Sonic the search engine

January 24, 2021 January 2021 in Blog

For reasons that should be abundantly clear, I’ve been poking at alternatives to Elasticsearch. I’m living in a mostly Rust-based ecosystem right now working on Vector, so I started looking within that world. I found Sonic and decided to give it a whirl.

Sonic is a “fast, lightweight, and schema-less search backend.” It’s written in Rust, licensed under MPL 2.0. It’s maintained by Valerian Saliou, who is one of the founders of Crisp.

Sonic is not Elasticsearch: it’s a lot lighter weight and much less fully-featured. Its focus is on normalizing natural language search queries and providing results. Also, unlike Elasticsearch, Sonic is an identifier index rather than a document index. Queries return IDs, which can then find matching documents in an external database. Search terms are stored in collections and organized in buckets; you can use buckets to segregate your data into separate indexes, for example, a bucket per user or the like.
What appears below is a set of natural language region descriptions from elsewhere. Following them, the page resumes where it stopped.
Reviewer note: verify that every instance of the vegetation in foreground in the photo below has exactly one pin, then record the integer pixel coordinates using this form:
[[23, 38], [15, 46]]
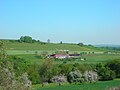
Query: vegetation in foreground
[[49, 72], [101, 85]]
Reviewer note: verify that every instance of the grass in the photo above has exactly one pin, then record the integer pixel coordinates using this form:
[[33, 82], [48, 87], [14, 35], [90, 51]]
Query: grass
[[90, 58], [101, 85], [48, 47]]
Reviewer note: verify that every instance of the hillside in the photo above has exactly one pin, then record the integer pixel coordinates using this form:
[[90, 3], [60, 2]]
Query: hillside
[[48, 46]]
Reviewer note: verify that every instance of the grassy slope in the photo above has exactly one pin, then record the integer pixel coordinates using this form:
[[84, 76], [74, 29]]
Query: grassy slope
[[90, 59], [97, 86]]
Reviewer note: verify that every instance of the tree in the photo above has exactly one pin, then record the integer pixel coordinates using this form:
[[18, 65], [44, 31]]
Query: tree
[[75, 76], [3, 54], [8, 78], [26, 39], [45, 71], [104, 72], [114, 66]]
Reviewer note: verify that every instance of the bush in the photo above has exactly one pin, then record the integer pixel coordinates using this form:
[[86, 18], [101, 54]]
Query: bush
[[105, 73], [114, 66]]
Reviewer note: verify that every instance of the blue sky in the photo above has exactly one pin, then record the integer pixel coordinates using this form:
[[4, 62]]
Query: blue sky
[[71, 21]]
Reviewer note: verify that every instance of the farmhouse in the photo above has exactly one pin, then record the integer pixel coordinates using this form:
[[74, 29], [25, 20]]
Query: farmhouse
[[63, 56]]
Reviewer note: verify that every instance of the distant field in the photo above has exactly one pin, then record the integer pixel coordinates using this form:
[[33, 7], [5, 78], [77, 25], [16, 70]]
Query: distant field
[[48, 47], [90, 58], [97, 86]]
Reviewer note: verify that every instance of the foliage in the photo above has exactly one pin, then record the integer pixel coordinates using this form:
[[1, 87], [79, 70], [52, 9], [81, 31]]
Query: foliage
[[114, 66], [3, 54], [45, 71], [75, 76], [104, 72], [8, 78]]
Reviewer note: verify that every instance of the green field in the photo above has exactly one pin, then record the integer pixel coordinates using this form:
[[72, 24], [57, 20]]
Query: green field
[[97, 86], [48, 47], [27, 52], [90, 58]]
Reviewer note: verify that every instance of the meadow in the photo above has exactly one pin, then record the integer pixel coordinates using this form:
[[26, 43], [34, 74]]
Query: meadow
[[101, 85], [92, 55]]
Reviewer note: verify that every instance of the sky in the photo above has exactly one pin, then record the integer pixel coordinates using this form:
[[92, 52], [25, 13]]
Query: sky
[[69, 21]]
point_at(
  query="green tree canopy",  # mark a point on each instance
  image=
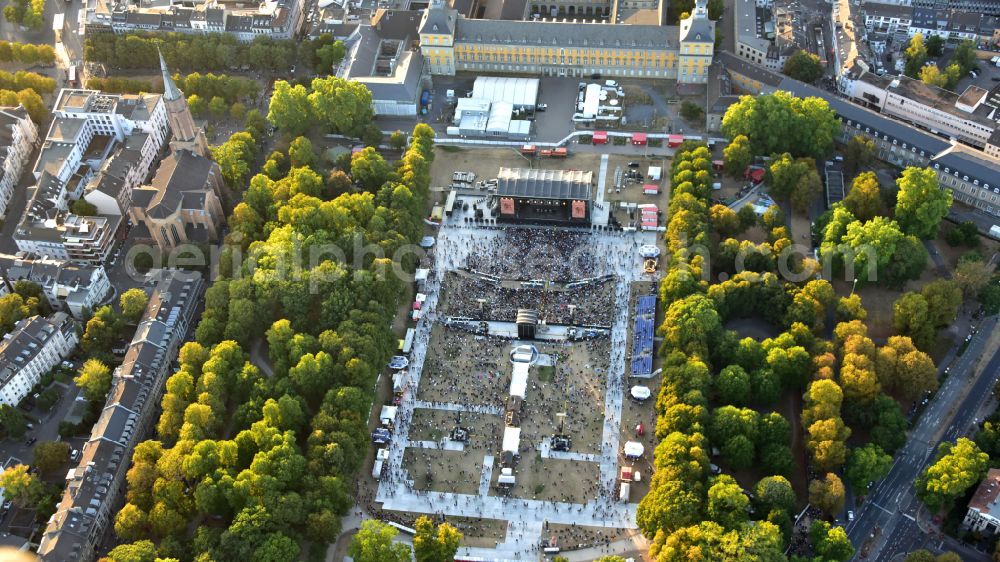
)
(921, 203)
(432, 544)
(94, 378)
(866, 465)
(133, 304)
(780, 122)
(373, 543)
(957, 467)
(804, 66)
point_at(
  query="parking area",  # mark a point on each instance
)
(988, 73)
Another difference worth mentioning is that Sonic indexes at the word level and not at the sentence level. This approach makes for fast and compact storage. It’s worth taking a look at Sonic’s benchmarks to see just how fast. And reviewing Sonic’s limitations to understand the trade-off you’re making to achieve those results.

It’s also important to note that Sonic runs on a single node and lacks fault tolerance capabilities like clustering/replication. Although lightweight, Sonic’s single node nature is likely to hit hardware scaling limits at some point.

You can see Sonic at work on the [Crisp support site search box](https://help.crisp.chat/en/).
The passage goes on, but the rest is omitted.